Connected Car Technology Could Allow Drivers To Command with Voice, Hand Gestures

Jan 17, 2014 01:08 PM EST | Jordan Ecarma


Picture yourself getting into your car and telling it you want pizza, then being directed to the nearest pizzeria.

That future may not be far away if carmakers keep making advances in technology on the road to connected cars. Bringing in Internet connectivity, auto manufacturers hope to make a car as much of a device as the smartphone, Quartz reported.

Vehicles may soon be able to download apps, stream music, give directions and keep motorists connected to the Internet. The connected car market will be valued at $54 billion by 2018, according to Quartz.

How will car manufacturers make connected driving a safe experience?
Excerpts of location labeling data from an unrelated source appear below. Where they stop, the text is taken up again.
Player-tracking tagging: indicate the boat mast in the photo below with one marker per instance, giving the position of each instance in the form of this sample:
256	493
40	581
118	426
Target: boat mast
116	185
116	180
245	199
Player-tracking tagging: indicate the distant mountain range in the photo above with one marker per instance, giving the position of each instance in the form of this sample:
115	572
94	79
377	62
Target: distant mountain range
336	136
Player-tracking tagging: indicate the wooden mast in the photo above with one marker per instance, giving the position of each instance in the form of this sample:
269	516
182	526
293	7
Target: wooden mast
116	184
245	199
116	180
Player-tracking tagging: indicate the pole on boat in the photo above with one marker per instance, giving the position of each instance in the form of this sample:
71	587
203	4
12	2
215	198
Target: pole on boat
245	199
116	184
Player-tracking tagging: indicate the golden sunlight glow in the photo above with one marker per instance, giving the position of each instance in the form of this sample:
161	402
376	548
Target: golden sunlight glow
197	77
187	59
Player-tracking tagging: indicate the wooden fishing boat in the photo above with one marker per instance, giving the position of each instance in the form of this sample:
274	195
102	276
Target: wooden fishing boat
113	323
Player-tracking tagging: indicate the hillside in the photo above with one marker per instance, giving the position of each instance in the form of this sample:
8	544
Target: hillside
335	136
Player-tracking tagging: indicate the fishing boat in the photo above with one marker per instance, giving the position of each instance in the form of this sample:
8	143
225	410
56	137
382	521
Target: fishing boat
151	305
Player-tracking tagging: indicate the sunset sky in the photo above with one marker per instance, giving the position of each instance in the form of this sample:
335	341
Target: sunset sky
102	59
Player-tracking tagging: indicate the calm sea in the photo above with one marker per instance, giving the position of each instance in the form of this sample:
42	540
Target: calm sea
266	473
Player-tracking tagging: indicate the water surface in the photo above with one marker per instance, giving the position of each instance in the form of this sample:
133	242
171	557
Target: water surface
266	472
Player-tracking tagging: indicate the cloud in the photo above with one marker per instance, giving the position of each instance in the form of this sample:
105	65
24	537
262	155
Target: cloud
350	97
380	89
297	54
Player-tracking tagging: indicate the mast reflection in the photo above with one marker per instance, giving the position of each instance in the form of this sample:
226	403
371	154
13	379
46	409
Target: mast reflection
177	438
Connected driving will likely become hands-free through a mix of such new technologies as screens that follow eye movement; systems that respond to the driver's voice; and cameras that obey hand gestures.

"The experience you're going to get is safer than using a smartphone," Joe Mosele of AT&T's "emerging devices" division told Quartz.

Swedish company Tobii makes eye-tracking software that uses sensors to follow eye movement and respond. Users can look up and down to scroll and stare at something directly to select.

Quartz said the technology gave "an immensely empowering feeling to be able to control something by doing nothing more than looking at it."

Drivers may soon be telling their cars what they need just as they would converse with another passenger, according to Shai Leib, creator of Siri-like app Ask Ziggy. Go back to picturing yourself asking your car for pizza.

"Once we understand what you said, we semantically understand what you need, so we would tell the user we found several restaurants," Leib described as quoted by Quartz. "The first one is 0.7 miles away. Would you like me to navigate to it? And the person would say yes go ahead. And then the system would start the map."

Connected cars could also be directed with the wave of a hand. Michel Tombroff of the Belgium-based company SoftKinetic believes that 3-D cameras will follow a driver's movements for commands.